I often wonder why so many homeless people live in town, sheltering under bridges etc. Why not live in the bush?
Regards.
http://woodsrunnersdiary.blogspot.com/
]: i am 19 tired .. can't take it anymore i wish i could go somewhere where no one know me and start a new life i am suffering since i was 15 ... everything at home just cause me pain .. what did we do to deserve this i wish our parents would pay attention to how much suffer they cause us each day.....
Anon, You are 19. You can leave home and find work legally. I hope you can get away from it soon.
In my life I have only been homeless for a day. But where we live, we are on our third inspection and if we don't pass than we will be. We being my wife, dog and I. We have been busting our asses cleaning like mad people. Vacuumed and shampooed the carpet with a rug doctor. I, myself, when I was 19, left home, not because I wanted to, but my dad needed me out of the house to care for my mom who had cancer. I was in a halfway house for 6 months, another halfway house for 3 months in a town 2 hours away. After that, lived in a motel for 2 weeks, then various apartments. Moved back to town. Various apartments until I met my wife. Our final inspection (d-day ) is at 9am cst. Wish us luck. I will be fine if we will be homeless, but it will be really hard on my wife. :/
Crazy Story MobileHomemaker, and Good Writing- Baying of dogs reminded me of Lovecraft.

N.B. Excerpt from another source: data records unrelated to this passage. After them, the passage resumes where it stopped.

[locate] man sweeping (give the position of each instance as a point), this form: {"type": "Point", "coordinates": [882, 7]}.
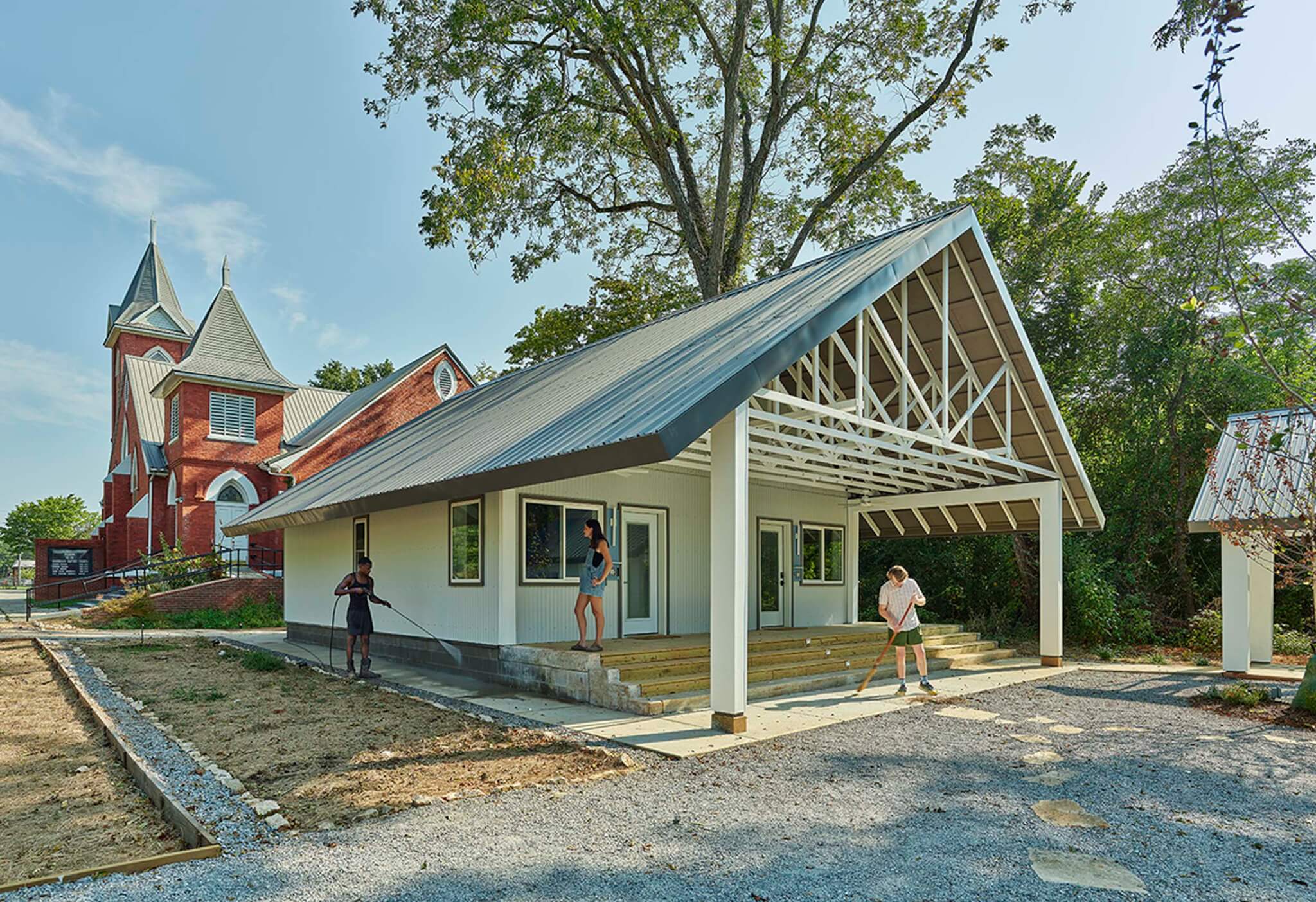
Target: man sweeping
{"type": "Point", "coordinates": [896, 602]}
{"type": "Point", "coordinates": [360, 586]}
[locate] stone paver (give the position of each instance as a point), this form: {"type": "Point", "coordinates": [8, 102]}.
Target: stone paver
{"type": "Point", "coordinates": [1085, 870]}
{"type": "Point", "coordinates": [1067, 813]}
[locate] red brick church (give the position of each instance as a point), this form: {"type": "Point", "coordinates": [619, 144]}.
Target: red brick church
{"type": "Point", "coordinates": [204, 426]}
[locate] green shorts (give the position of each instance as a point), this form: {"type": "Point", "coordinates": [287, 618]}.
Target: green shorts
{"type": "Point", "coordinates": [910, 638]}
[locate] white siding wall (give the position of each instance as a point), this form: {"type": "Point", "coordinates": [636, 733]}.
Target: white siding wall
{"type": "Point", "coordinates": [408, 547]}
{"type": "Point", "coordinates": [409, 551]}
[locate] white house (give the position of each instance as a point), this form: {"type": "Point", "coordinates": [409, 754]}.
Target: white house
{"type": "Point", "coordinates": [736, 452]}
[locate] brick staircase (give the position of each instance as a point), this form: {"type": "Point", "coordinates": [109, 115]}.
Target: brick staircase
{"type": "Point", "coordinates": [668, 680]}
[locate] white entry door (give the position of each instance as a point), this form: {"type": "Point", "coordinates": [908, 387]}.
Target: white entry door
{"type": "Point", "coordinates": [772, 575]}
{"type": "Point", "coordinates": [227, 512]}
{"type": "Point", "coordinates": [640, 566]}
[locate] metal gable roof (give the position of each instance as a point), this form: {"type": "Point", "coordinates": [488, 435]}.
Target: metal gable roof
{"type": "Point", "coordinates": [226, 348]}
{"type": "Point", "coordinates": [145, 374]}
{"type": "Point", "coordinates": [359, 401]}
{"type": "Point", "coordinates": [640, 397]}
{"type": "Point", "coordinates": [1244, 464]}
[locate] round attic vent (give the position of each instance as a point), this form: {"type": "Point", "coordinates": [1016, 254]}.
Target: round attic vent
{"type": "Point", "coordinates": [445, 379]}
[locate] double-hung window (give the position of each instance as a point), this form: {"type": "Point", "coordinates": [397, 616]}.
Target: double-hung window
{"type": "Point", "coordinates": [553, 543]}
{"type": "Point", "coordinates": [232, 417]}
{"type": "Point", "coordinates": [821, 554]}
{"type": "Point", "coordinates": [465, 543]}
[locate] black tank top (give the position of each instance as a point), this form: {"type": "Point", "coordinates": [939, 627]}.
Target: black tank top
{"type": "Point", "coordinates": [360, 602]}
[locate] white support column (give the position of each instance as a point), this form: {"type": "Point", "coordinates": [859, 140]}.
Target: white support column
{"type": "Point", "coordinates": [852, 565]}
{"type": "Point", "coordinates": [1261, 605]}
{"type": "Point", "coordinates": [502, 505]}
{"type": "Point", "coordinates": [1235, 608]}
{"type": "Point", "coordinates": [1049, 576]}
{"type": "Point", "coordinates": [728, 605]}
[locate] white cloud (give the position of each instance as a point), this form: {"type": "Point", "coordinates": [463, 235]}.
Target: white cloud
{"type": "Point", "coordinates": [41, 148]}
{"type": "Point", "coordinates": [48, 386]}
{"type": "Point", "coordinates": [328, 335]}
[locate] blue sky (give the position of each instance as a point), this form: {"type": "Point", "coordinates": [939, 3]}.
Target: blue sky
{"type": "Point", "coordinates": [241, 127]}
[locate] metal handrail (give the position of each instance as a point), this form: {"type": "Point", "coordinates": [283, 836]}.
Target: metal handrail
{"type": "Point", "coordinates": [266, 560]}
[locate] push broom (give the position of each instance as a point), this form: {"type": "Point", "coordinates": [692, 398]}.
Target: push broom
{"type": "Point", "coordinates": [885, 648]}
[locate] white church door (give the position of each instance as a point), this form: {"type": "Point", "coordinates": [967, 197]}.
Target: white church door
{"type": "Point", "coordinates": [229, 506]}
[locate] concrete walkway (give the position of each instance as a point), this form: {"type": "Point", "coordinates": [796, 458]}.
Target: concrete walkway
{"type": "Point", "coordinates": [689, 734]}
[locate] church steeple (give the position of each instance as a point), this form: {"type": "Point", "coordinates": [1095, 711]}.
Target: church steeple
{"type": "Point", "coordinates": [150, 306]}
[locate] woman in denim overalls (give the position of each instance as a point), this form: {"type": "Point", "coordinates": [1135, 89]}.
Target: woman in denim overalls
{"type": "Point", "coordinates": [598, 568]}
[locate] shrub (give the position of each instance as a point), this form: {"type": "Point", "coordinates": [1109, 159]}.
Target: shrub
{"type": "Point", "coordinates": [1240, 693]}
{"type": "Point", "coordinates": [261, 662]}
{"type": "Point", "coordinates": [1204, 630]}
{"type": "Point", "coordinates": [1292, 642]}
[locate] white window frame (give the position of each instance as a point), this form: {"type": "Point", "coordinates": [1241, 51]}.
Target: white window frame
{"type": "Point", "coordinates": [357, 554]}
{"type": "Point", "coordinates": [564, 503]}
{"type": "Point", "coordinates": [479, 543]}
{"type": "Point", "coordinates": [824, 528]}
{"type": "Point", "coordinates": [444, 366]}
{"type": "Point", "coordinates": [228, 399]}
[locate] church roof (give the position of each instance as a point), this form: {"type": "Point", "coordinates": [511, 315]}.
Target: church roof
{"type": "Point", "coordinates": [150, 305]}
{"type": "Point", "coordinates": [226, 349]}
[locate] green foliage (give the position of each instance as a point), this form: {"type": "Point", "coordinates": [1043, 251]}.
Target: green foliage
{"type": "Point", "coordinates": [1203, 634]}
{"type": "Point", "coordinates": [262, 662]}
{"type": "Point", "coordinates": [1241, 693]}
{"type": "Point", "coordinates": [249, 615]}
{"type": "Point", "coordinates": [170, 563]}
{"type": "Point", "coordinates": [193, 694]}
{"type": "Point", "coordinates": [615, 306]}
{"type": "Point", "coordinates": [57, 516]}
{"type": "Point", "coordinates": [711, 139]}
{"type": "Point", "coordinates": [339, 377]}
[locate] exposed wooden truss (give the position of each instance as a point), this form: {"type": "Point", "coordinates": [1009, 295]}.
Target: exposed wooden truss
{"type": "Point", "coordinates": [887, 408]}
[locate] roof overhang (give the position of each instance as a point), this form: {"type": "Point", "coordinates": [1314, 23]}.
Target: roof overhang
{"type": "Point", "coordinates": [821, 417]}
{"type": "Point", "coordinates": [177, 377]}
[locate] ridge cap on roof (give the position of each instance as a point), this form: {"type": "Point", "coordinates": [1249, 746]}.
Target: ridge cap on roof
{"type": "Point", "coordinates": [816, 261]}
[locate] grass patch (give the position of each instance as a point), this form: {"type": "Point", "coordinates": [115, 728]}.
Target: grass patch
{"type": "Point", "coordinates": [261, 662]}
{"type": "Point", "coordinates": [328, 750]}
{"type": "Point", "coordinates": [191, 694]}
{"type": "Point", "coordinates": [1243, 694]}
{"type": "Point", "coordinates": [252, 615]}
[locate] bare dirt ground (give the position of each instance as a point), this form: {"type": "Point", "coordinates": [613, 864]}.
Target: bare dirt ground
{"type": "Point", "coordinates": [65, 802]}
{"type": "Point", "coordinates": [1281, 714]}
{"type": "Point", "coordinates": [324, 748]}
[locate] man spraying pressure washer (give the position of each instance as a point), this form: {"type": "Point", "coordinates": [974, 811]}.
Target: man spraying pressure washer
{"type": "Point", "coordinates": [360, 586]}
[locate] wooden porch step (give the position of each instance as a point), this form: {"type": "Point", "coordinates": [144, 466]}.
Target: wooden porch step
{"type": "Point", "coordinates": [944, 645]}
{"type": "Point", "coordinates": [668, 651]}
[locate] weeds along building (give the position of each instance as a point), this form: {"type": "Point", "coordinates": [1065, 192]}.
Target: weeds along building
{"type": "Point", "coordinates": [736, 452]}
{"type": "Point", "coordinates": [204, 427]}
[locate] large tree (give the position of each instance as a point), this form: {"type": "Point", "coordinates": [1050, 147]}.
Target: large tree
{"type": "Point", "coordinates": [58, 516]}
{"type": "Point", "coordinates": [712, 140]}
{"type": "Point", "coordinates": [335, 374]}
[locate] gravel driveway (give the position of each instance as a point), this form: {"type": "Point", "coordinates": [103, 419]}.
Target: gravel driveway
{"type": "Point", "coordinates": [912, 805]}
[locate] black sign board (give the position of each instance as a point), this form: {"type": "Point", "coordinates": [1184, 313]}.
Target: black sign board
{"type": "Point", "coordinates": [69, 563]}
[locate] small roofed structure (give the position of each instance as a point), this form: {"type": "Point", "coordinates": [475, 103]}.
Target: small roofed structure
{"type": "Point", "coordinates": [1258, 486]}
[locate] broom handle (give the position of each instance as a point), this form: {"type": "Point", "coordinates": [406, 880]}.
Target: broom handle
{"type": "Point", "coordinates": [864, 684]}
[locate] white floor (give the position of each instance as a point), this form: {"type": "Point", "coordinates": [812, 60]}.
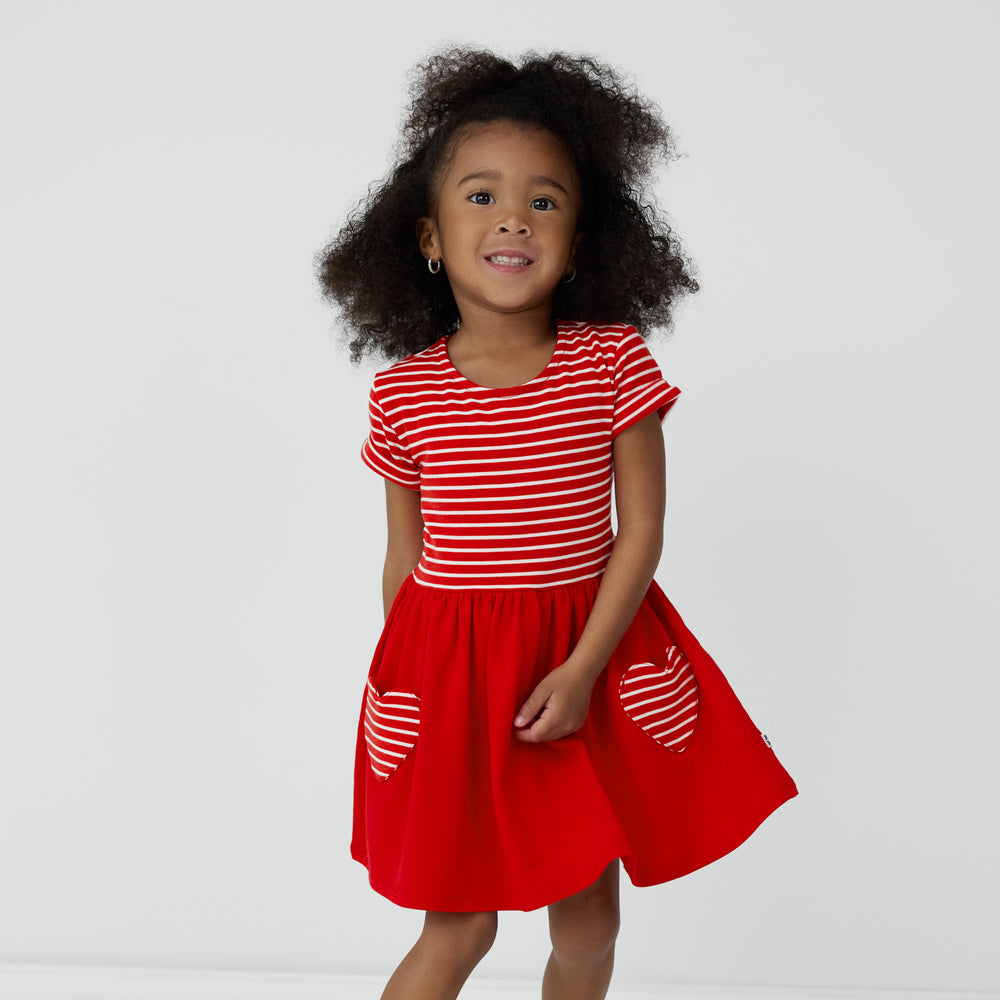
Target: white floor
{"type": "Point", "coordinates": [68, 982]}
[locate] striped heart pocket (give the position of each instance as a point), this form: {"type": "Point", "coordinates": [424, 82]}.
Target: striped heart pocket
{"type": "Point", "coordinates": [392, 721]}
{"type": "Point", "coordinates": [662, 700]}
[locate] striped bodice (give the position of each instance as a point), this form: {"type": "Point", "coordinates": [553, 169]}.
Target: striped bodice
{"type": "Point", "coordinates": [515, 483]}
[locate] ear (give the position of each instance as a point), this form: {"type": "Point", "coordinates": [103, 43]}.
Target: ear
{"type": "Point", "coordinates": [427, 238]}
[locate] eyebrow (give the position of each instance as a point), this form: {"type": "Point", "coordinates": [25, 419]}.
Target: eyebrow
{"type": "Point", "coordinates": [495, 175]}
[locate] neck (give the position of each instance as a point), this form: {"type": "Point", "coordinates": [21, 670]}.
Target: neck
{"type": "Point", "coordinates": [508, 330]}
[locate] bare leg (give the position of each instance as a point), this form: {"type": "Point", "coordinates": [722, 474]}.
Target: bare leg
{"type": "Point", "coordinates": [449, 948]}
{"type": "Point", "coordinates": [583, 928]}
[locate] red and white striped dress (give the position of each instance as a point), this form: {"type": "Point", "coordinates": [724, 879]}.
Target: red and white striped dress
{"type": "Point", "coordinates": [452, 811]}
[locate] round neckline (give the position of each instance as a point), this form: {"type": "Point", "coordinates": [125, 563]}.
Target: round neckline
{"type": "Point", "coordinates": [541, 376]}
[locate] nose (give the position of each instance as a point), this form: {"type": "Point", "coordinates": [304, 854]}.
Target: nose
{"type": "Point", "coordinates": [512, 222]}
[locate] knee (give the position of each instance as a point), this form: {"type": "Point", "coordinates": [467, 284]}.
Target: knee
{"type": "Point", "coordinates": [585, 929]}
{"type": "Point", "coordinates": [465, 937]}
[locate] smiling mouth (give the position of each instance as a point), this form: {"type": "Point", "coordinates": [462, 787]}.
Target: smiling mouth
{"type": "Point", "coordinates": [505, 261]}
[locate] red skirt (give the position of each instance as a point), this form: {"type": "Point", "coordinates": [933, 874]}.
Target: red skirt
{"type": "Point", "coordinates": [453, 812]}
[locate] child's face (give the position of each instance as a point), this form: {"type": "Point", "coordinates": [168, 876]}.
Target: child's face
{"type": "Point", "coordinates": [504, 219]}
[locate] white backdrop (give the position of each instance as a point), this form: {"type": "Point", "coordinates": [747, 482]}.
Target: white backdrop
{"type": "Point", "coordinates": [191, 547]}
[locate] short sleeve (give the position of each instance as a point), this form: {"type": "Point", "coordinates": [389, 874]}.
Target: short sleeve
{"type": "Point", "coordinates": [640, 388]}
{"type": "Point", "coordinates": [384, 452]}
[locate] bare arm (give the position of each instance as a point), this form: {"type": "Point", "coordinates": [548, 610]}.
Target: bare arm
{"type": "Point", "coordinates": [559, 704]}
{"type": "Point", "coordinates": [405, 530]}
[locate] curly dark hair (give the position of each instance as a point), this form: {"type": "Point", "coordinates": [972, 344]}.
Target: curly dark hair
{"type": "Point", "coordinates": [630, 266]}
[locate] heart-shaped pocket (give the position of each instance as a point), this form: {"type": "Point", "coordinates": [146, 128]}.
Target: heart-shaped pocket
{"type": "Point", "coordinates": [662, 700]}
{"type": "Point", "coordinates": [392, 721]}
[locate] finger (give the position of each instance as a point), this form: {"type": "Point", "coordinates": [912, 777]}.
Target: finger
{"type": "Point", "coordinates": [531, 708]}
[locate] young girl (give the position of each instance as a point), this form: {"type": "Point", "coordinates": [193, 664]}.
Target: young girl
{"type": "Point", "coordinates": [536, 708]}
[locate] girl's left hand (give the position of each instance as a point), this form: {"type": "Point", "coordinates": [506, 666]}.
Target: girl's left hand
{"type": "Point", "coordinates": [557, 707]}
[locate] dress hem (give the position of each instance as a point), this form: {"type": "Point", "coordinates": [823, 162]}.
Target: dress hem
{"type": "Point", "coordinates": [554, 892]}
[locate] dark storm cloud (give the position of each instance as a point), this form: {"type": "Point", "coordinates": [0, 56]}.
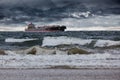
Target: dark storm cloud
{"type": "Point", "coordinates": [52, 3]}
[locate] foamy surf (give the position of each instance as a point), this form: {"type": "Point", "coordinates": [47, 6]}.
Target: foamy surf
{"type": "Point", "coordinates": [54, 41]}
{"type": "Point", "coordinates": [71, 61]}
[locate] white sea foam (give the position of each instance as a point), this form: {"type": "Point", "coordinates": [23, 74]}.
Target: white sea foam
{"type": "Point", "coordinates": [105, 60]}
{"type": "Point", "coordinates": [106, 43]}
{"type": "Point", "coordinates": [53, 41]}
{"type": "Point", "coordinates": [17, 40]}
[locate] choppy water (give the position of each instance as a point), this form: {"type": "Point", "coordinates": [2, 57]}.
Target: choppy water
{"type": "Point", "coordinates": [104, 48]}
{"type": "Point", "coordinates": [38, 38]}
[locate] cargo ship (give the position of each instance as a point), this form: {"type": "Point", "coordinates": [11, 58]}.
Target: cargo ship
{"type": "Point", "coordinates": [53, 28]}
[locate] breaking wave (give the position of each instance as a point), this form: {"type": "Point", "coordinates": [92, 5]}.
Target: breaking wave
{"type": "Point", "coordinates": [54, 41]}
{"type": "Point", "coordinates": [18, 40]}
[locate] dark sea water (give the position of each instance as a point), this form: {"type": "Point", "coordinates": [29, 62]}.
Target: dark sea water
{"type": "Point", "coordinates": [39, 37]}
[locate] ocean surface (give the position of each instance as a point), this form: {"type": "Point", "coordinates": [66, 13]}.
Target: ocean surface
{"type": "Point", "coordinates": [103, 48]}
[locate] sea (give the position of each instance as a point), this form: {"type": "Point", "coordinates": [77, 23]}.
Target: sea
{"type": "Point", "coordinates": [103, 48]}
{"type": "Point", "coordinates": [91, 40]}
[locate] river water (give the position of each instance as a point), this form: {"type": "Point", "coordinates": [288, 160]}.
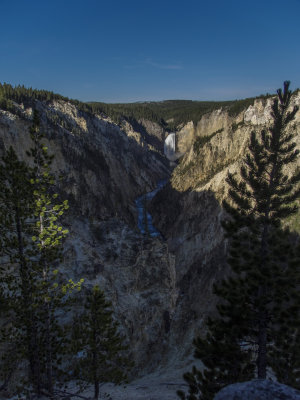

- Wild Comments too. Yes I been Transitional Homeless for a Year and I never have ever been to a Shelter, Food Bank, or Begged for Anything- I Work normal jobs, then go sleep in a ditch.
I do like one person Commented- Sleep in the Woods.
People Idealize the "Freedom" but it isnt free to me. I walk 20miles a day now without blinking- I find myself sick to my stomach from fatigue. I dont see community, I see people who are confused how to handle me. Im Normal enough and Friendly, Bums ask me for change so I must look like I have something going- yet my biggest challenge is Friends. No Network.
Careful Kids, Starting over may sound good but if you are like me- you may be Alone outside of Life in More Ways than just Outside.
Theres Homeless then there is Derelict. Folks are Ill, Handicapped, or Mentally Disabled- then there are Able Bodies who are Idle, Drinking - Smoking - Feeling Too Much - some just Lazy.
Folks like me I am not sure even exist- working and trying to make ends meet- get indoors - get back to school? it doesnt matter - we are all stigmatized as Living Dead.
This story reminds me of when i left home (very similar situations) and I would hate to see any of your pages taken down because of relogious nuts. Being homeless on and off for about 10 years (i'm 25 now) I've almost been sucked into shelters by religion and it would have been my worst mistake. PLEASE keep writing. You are such an inspiration, and have made homeless life better for me.